Washington is set to begin using computer software to help determine the potential for those newly released from jail to commit murder, as well as a host of other crimes.
For the last several years, officials in Baltimore and Philadelphia have used University of Pennsylvania professor Richard Berk’s software to decide how much supervision a parolee needs based on the probability of that person committing a homicide after release.
And now it is moving to the federal level, reports ABC News
"When a person goes on probation or parole they are supervised by an officer.
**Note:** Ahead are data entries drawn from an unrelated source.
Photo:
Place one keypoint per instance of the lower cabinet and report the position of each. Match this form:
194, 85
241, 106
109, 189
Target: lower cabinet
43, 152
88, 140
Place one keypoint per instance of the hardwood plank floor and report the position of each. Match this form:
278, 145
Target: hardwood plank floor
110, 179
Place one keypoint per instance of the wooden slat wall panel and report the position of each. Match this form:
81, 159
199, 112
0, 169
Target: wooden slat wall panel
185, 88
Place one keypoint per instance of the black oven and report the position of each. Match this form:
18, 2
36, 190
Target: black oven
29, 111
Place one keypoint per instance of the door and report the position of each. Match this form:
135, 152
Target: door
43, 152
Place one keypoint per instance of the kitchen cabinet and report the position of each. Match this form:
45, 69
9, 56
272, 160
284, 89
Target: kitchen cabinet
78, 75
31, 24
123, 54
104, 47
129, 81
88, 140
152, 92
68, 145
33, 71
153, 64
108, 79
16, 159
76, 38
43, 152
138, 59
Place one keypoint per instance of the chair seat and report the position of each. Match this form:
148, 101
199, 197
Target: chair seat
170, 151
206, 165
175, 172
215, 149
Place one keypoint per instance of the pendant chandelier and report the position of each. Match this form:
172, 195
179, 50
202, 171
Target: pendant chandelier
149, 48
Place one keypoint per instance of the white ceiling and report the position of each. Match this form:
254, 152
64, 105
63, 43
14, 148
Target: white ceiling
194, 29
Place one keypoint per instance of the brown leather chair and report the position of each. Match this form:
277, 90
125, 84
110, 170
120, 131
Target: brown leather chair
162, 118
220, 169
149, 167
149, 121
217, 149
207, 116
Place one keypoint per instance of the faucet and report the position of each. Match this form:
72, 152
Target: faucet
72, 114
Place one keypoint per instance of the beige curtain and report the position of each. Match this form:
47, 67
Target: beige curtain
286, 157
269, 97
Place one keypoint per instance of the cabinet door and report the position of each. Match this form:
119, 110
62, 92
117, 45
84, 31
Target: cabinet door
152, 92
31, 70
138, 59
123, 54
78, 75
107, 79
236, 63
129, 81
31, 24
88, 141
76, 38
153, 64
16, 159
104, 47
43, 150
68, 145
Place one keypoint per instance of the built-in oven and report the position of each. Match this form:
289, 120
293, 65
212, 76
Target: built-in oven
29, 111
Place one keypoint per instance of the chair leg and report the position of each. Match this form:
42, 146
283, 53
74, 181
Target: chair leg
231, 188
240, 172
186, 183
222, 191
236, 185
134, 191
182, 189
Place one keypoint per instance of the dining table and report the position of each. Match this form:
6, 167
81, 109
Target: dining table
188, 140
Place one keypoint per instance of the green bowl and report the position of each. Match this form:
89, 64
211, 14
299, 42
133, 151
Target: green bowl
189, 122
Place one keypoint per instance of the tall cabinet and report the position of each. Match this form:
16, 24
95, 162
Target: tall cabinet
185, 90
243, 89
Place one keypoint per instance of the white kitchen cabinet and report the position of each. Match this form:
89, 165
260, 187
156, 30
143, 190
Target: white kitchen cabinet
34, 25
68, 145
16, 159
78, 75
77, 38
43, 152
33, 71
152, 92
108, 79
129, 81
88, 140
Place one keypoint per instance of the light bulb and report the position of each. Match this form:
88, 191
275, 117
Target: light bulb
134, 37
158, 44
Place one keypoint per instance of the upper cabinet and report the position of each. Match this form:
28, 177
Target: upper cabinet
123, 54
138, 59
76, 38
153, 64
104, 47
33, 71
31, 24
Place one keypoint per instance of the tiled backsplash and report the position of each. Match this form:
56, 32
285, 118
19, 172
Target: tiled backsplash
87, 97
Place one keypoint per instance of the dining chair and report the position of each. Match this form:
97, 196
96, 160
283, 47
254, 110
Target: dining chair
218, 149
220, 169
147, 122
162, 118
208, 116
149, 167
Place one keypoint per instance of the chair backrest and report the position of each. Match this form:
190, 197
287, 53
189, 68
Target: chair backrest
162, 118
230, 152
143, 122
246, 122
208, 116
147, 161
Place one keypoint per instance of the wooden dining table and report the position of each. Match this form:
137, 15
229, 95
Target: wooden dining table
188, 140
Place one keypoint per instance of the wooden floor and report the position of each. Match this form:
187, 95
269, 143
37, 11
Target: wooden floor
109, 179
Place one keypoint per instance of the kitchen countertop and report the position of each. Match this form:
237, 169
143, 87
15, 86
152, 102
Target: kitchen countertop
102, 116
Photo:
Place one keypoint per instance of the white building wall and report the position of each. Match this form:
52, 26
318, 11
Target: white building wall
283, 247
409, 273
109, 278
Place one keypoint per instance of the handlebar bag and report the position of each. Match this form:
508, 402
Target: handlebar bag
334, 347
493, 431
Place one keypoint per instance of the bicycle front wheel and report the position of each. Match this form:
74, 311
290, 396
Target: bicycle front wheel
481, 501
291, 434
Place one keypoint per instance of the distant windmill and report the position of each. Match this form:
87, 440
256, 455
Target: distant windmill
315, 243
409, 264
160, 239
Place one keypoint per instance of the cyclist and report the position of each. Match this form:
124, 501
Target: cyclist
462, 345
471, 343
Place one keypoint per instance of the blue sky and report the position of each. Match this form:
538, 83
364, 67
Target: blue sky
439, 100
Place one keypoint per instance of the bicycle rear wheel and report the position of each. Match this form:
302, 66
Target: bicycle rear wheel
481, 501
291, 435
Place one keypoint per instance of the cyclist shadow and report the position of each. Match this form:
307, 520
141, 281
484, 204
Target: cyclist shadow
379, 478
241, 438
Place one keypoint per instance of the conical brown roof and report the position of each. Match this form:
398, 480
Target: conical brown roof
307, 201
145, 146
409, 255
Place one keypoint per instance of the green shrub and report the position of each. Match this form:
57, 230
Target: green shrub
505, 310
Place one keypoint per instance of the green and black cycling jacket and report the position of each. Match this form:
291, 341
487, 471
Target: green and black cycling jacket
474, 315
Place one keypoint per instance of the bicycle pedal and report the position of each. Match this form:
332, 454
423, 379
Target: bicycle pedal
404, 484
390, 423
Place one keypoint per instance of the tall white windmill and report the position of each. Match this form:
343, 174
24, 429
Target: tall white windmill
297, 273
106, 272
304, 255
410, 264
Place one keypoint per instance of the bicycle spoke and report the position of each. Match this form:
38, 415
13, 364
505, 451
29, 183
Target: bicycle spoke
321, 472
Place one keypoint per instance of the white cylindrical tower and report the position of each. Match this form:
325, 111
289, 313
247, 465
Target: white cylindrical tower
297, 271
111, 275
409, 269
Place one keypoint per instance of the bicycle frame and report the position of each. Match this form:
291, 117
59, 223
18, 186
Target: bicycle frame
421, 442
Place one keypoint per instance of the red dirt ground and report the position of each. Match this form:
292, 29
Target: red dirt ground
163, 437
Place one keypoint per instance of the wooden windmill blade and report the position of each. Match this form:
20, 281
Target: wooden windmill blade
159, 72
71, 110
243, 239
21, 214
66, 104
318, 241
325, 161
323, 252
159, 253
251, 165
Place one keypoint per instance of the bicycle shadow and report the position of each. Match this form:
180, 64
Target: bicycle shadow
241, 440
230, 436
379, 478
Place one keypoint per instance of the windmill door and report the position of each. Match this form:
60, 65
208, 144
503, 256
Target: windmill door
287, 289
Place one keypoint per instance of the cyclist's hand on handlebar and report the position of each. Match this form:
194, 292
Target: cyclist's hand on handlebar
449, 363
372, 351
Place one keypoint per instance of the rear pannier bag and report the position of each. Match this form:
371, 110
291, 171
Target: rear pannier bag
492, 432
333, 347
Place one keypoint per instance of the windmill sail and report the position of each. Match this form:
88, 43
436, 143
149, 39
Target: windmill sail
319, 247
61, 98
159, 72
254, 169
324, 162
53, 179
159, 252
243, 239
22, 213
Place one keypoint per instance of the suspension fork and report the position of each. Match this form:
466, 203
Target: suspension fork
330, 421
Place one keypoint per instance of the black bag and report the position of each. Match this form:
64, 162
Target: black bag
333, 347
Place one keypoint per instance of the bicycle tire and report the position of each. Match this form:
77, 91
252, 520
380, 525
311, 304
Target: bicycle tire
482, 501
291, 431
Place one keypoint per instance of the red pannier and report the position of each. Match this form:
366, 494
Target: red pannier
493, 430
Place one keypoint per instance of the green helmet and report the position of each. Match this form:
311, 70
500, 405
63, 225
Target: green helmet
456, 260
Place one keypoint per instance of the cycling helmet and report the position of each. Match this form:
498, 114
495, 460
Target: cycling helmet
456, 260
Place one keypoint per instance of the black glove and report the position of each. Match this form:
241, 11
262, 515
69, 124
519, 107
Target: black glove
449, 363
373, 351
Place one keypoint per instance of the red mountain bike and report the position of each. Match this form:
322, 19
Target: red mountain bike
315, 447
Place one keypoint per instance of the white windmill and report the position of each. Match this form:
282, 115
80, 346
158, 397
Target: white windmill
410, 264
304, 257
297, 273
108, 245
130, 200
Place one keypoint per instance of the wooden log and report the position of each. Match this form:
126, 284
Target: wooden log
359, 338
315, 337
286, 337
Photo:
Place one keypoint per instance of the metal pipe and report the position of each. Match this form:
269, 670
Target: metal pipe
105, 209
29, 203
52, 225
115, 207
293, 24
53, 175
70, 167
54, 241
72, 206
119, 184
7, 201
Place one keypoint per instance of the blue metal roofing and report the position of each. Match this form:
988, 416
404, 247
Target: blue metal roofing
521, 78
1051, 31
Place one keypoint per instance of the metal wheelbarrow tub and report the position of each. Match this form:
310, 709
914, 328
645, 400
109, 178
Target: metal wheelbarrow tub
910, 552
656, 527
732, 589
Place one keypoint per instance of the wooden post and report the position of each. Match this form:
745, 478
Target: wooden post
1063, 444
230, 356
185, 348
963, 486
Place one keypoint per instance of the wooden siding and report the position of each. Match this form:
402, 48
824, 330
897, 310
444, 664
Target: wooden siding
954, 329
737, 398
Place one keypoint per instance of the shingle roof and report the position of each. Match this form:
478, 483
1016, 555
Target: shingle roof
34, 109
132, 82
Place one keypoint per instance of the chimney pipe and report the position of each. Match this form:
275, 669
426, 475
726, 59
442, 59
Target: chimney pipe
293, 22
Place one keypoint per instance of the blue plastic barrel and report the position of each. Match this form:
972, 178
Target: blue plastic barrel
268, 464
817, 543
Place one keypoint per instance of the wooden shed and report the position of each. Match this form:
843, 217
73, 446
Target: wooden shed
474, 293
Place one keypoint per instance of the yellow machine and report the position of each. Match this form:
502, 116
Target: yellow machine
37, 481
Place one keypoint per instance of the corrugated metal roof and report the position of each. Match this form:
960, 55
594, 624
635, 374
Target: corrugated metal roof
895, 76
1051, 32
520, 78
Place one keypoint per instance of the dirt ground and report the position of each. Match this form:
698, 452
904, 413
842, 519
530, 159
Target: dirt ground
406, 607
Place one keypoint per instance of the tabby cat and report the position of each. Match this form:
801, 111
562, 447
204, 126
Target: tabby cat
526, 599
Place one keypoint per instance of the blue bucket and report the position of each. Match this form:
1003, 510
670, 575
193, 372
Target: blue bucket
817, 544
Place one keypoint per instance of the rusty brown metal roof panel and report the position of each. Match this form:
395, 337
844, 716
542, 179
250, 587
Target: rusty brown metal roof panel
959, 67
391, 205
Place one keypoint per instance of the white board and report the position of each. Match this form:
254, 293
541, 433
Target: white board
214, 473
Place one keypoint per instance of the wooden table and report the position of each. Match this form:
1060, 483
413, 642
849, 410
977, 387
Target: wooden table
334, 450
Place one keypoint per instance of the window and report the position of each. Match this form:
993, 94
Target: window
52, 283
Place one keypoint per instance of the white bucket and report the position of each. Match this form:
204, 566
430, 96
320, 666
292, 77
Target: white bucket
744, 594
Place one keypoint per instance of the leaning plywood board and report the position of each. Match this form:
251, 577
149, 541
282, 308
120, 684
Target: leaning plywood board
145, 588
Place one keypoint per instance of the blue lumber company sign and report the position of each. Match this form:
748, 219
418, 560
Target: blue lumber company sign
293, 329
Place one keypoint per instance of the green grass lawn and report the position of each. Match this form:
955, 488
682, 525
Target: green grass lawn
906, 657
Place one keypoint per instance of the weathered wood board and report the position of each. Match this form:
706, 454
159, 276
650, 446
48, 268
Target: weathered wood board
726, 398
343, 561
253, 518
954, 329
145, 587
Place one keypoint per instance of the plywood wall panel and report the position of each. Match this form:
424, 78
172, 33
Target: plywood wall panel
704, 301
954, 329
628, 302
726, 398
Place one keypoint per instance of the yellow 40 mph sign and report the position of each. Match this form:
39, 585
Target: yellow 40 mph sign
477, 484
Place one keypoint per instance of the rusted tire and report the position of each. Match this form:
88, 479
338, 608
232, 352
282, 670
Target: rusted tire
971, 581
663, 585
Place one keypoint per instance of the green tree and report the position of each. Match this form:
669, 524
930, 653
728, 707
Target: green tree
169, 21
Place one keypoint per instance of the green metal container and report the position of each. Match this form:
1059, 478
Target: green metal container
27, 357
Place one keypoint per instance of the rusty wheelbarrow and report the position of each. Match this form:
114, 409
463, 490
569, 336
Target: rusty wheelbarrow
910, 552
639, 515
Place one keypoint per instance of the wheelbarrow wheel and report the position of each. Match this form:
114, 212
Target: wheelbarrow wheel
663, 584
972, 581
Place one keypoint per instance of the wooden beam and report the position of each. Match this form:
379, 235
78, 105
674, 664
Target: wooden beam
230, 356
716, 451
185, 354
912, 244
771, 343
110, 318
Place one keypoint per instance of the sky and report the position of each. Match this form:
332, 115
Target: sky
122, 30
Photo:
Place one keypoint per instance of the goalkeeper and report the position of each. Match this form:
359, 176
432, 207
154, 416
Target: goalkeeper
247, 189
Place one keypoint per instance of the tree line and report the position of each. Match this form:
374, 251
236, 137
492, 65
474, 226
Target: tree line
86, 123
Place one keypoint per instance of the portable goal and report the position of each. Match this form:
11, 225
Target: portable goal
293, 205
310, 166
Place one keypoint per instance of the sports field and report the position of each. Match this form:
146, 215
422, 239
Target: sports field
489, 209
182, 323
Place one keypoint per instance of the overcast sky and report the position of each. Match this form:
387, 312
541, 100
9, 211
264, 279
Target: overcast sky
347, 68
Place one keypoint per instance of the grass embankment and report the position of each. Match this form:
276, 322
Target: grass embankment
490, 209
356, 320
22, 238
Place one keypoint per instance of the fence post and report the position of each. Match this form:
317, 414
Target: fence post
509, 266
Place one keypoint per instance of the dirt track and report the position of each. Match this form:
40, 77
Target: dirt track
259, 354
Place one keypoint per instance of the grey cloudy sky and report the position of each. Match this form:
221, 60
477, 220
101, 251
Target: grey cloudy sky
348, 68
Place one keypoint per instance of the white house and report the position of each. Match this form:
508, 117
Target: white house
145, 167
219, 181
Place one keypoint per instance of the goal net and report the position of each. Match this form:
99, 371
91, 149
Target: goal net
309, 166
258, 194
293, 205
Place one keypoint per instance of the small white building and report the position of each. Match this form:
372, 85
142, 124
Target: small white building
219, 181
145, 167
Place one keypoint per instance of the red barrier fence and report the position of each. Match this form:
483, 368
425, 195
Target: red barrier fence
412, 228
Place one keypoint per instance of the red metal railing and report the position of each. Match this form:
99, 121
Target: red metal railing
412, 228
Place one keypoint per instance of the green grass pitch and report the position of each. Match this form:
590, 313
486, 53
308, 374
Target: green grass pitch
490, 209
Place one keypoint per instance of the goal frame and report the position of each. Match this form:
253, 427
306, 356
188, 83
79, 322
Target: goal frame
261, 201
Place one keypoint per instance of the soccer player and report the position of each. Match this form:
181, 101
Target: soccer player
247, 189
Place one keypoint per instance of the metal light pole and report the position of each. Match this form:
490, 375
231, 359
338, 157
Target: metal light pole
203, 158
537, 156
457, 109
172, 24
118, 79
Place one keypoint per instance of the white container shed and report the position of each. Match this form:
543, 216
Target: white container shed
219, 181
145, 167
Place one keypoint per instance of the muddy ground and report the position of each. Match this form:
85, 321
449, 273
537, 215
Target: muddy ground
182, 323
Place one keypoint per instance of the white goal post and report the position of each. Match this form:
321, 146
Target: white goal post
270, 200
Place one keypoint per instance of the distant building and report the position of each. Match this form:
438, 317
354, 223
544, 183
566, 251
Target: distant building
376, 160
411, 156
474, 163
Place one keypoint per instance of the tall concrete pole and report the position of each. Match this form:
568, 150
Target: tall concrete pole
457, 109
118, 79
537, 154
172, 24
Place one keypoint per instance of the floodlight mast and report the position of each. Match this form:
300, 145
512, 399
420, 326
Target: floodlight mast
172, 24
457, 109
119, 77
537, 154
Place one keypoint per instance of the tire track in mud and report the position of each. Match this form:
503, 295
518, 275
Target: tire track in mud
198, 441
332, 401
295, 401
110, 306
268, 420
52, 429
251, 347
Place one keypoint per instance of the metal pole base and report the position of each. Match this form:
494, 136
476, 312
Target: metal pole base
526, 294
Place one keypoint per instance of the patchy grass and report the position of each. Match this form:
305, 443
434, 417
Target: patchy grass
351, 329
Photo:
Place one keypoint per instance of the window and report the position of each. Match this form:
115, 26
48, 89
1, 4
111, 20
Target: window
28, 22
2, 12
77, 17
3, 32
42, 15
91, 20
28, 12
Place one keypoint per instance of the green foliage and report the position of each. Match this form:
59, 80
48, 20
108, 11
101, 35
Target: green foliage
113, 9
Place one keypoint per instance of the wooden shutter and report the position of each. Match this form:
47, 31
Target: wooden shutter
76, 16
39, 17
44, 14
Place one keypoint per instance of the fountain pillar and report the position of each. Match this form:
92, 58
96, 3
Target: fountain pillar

The question that officer has to answer is 'what level of supervision do you provide?'" Berk said.
Berk’s software compares a dataset of more than 60,000 crimes with the records of individual parolees to determine the probability that they will break the law again once free.
In each case, the software’s algorithm compares the life history of the person — criminal record, geographic location, age that crimes were committed — and makes predictions.
"People assume that if someone murdered, then they will murder in the future," said Berk. "But what really matters is what that person did as a young individual. If they committed armed robbery at age 14 that's a good predictor. If they committed the same crime at age 30, that doesn't predict very much."
Shawn Bushway, a professor of criminal justice at the State University of New York at Albany, said Berk’s software is “very impressive,” but that it also poses a potential rights problem because of increased scrutiny on inmates and parolees.
The potential, he said, is for the predictions to be wrong.
"[You could be] punishing people who, most likely, will not commit a crime in the future," said Bushway. It comes down to a question of whether you would rather make these errors or those errors.”